Deploying NudgeBee AI on Hugging Face

Overview

This guide provides detailed steps to deploy the NudgeBee AI model on Hugging Face using the UI, including configuration for both the RAG server and LLM server to use the deployed model.

Prerequisites

Before proceeding, ensure you have:

  • A Hugging Face account.
  • A trained NudgeBee AI model in a compatible format (.bin, .pt, .gguf).
  • The model files ready for upload.
  • The RAG server properly configured to interact with the deployed model.

Step 1: Upload the Model to Hugging Face Hub

  1. Go to Hugging Face Models and log in to your account.
  2. Click on your profile and select New Model.
  3. Provide a repository name (e.g., nudgebee-ai) and set visibility (public or private).
  4. Click Create model.
  5. Once inside the model repository, click Upload files.
  6. Select and upload the trained model files from your local system.
  7. Click Commit changes to finalize the upload.

Step 2: Deploy the Model with Inference API

  1. Navigate to your model page on Hugging Face.
  2. Click Settings and enable Inference API if not already enabled.
  3. Copy the Inference API endpoint URL.
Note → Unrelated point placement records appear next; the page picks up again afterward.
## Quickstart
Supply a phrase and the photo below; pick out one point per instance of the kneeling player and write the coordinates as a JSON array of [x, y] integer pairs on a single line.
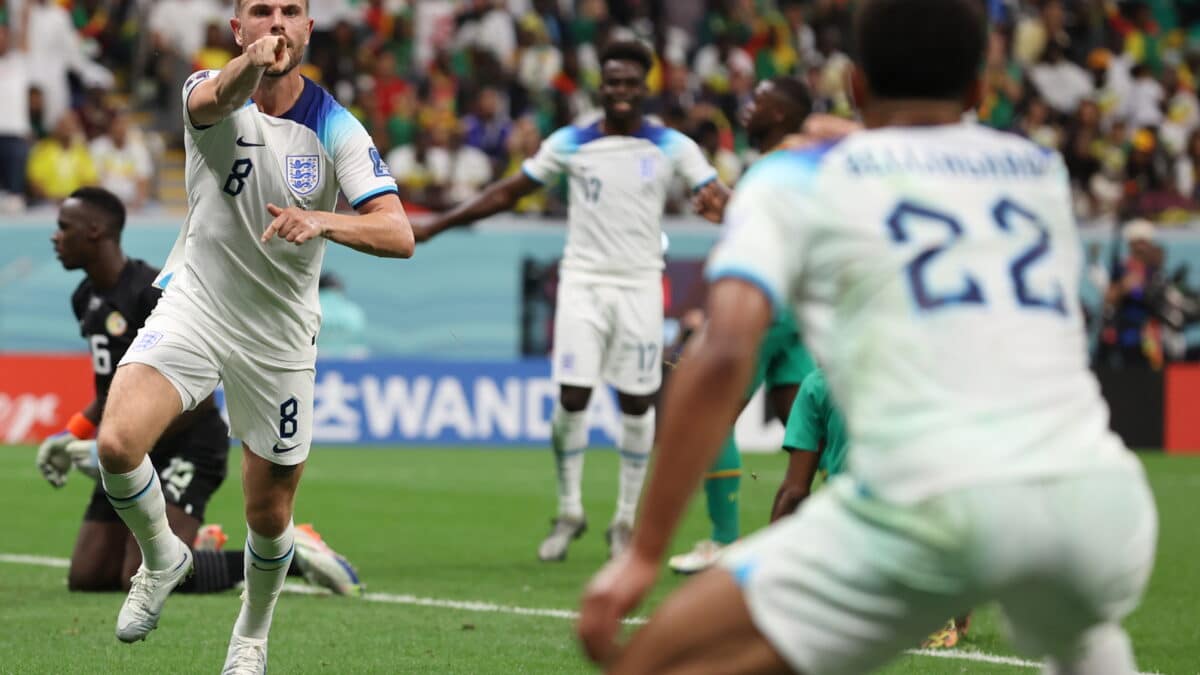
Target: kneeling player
[[111, 304]]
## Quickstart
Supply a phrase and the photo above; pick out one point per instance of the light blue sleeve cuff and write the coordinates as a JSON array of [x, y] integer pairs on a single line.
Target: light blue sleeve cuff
[[531, 175], [372, 195], [703, 183]]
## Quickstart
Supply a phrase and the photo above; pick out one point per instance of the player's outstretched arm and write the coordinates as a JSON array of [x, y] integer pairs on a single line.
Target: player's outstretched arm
[[499, 196], [215, 99], [379, 228], [701, 404], [797, 485]]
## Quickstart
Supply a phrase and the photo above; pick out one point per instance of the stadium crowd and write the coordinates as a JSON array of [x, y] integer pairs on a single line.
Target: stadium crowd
[[459, 93]]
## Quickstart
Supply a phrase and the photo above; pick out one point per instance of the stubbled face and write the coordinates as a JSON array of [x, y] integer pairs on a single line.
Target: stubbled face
[[72, 242], [759, 115], [287, 18], [622, 89]]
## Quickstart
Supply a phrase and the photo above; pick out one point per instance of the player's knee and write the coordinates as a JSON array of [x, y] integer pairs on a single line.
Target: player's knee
[[574, 399], [635, 405], [269, 519], [117, 451], [89, 580]]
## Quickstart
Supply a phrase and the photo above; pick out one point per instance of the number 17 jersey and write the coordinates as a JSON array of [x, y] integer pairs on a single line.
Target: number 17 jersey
[[265, 294], [935, 272]]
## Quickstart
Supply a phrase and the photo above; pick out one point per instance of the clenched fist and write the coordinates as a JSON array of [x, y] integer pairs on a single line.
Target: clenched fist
[[269, 52]]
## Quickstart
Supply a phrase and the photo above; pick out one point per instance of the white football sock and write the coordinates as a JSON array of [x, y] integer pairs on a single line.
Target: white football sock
[[267, 566], [569, 438], [137, 497], [636, 440]]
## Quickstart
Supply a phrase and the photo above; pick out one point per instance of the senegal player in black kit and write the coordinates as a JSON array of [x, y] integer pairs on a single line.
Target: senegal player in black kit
[[111, 305]]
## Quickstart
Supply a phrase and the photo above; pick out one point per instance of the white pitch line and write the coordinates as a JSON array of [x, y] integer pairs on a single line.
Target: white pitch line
[[475, 605], [39, 560]]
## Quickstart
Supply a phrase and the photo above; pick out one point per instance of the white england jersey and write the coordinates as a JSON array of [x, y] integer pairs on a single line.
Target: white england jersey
[[265, 294], [935, 272], [618, 187]]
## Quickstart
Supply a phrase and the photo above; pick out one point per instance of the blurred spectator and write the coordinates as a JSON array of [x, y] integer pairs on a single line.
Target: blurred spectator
[[1145, 99], [485, 24], [539, 61], [1038, 125], [489, 125], [178, 30], [1187, 169], [15, 124], [459, 168], [1131, 336], [414, 177], [216, 51], [95, 113], [1038, 30], [727, 165], [61, 163], [123, 162], [343, 324], [1002, 87], [339, 64], [521, 144]]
Step 3: Configure RAG Server to Use Hugging Face

Update the environment variables in the RAG server to connect to the deployed model:

Environment Variables for RAG Server

EMBEDDINGS_PROVIDER=huggingface
EMBEDDINGS_PROVIDER_API_KEY=<API key for Hugging Face>
EMBEDDINGS_PROVIDER_API_ENDPOINT=<Hugging Face embeddings endpoint>

Step 4: Configure LLM Server to Use Hugging Face

To enable the LLM server to interact with the Hugging Face-hosted model, update the following environment variables:

Environment Variables for LLM Server

LLM_PROVIDER=huggingface
LLM_MODEL_NAME=<Model name in Hugging Face>
LLM_PROVIDER_API_KEY=<Hugging Face API token>
LLM_PROVIDER_API_ENDPOINT=<Hugging Face model endpoint>

Conclusion

You have successfully deployed the NudgeBee AI model on Hugging Face using the UI and configured both the RAG server and LLM server to use the deployed model.